Sonoma County Agricultural Preservation & Open Space District
In 1990, Sonoma County residents created the Sonoma County Agricultural Preservation and Open Space District to permanently protect the greenbelts, scenic viewsheds, farms and ranches and natural areas of Sonoma County. Situated on the northern edge of the rapidly urbanizing Bay Area, and facing the loss of the natural and agricultural landscapes that define the county’s rural character, the visionary voters of Sonoma County recognized the need for proactive local funding for agricultural and open space protection.
Sonoma County voters approved Measures A and C to create the District and enable a quarter-cent sales tax to fund District operations until 2011. In 2006, with 76% of the vote, Sonoma County residents approved Measure F to extend the quarter-cent sales tax through 2031. As one of the first organizations in the country established to protect both agricultural and open space lands, the District has protected over 106,000 acres to benefit people and wildlife.
LandPaths' mission is to foster a love of the land in Sonoma County. LandPaths creates ways for people to experience the beauty, understand the value, and assist in healing the land in their local communities.
Experience the Beauty. LandPaths' public outings visit open spaces, farms and parks-in-development throughout Sonoma County that have been protected by your Sonoma County Agricultural Preservation & Open Space District. Diverse by design & offered at no charge or sliding scale donation, these outings create opportunities for all residents to enjoy the outdoors.

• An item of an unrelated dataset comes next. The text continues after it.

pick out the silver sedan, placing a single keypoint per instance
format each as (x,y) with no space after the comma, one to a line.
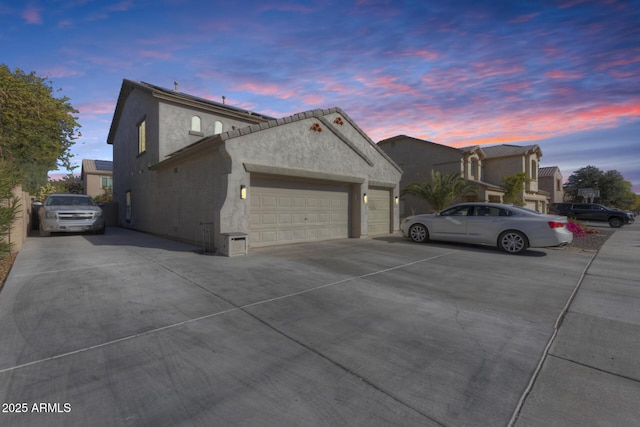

Understand the Value. LandPaths' In Our Own Backyard (IooBY) program works with 17 schools, including many schools serving low-income students- often those least likely to experience the outdoors. Students explore and learn about the land through 4 theme-based field trips- Discovery, Watershed, Wildlife Habitat, culminating in a Stewardship project.
Heal the Land. LandPaths' ongoing volunteer stewardship projects include: removing non-native plant species to improve natural wildlife habitat, repairing old logging and ranch roads to increase and improve steelhead spawning habitat, planting native plants, tending the community garden at Bayer Farm, and working with public agency partners to prepare newly protected properties for future public use.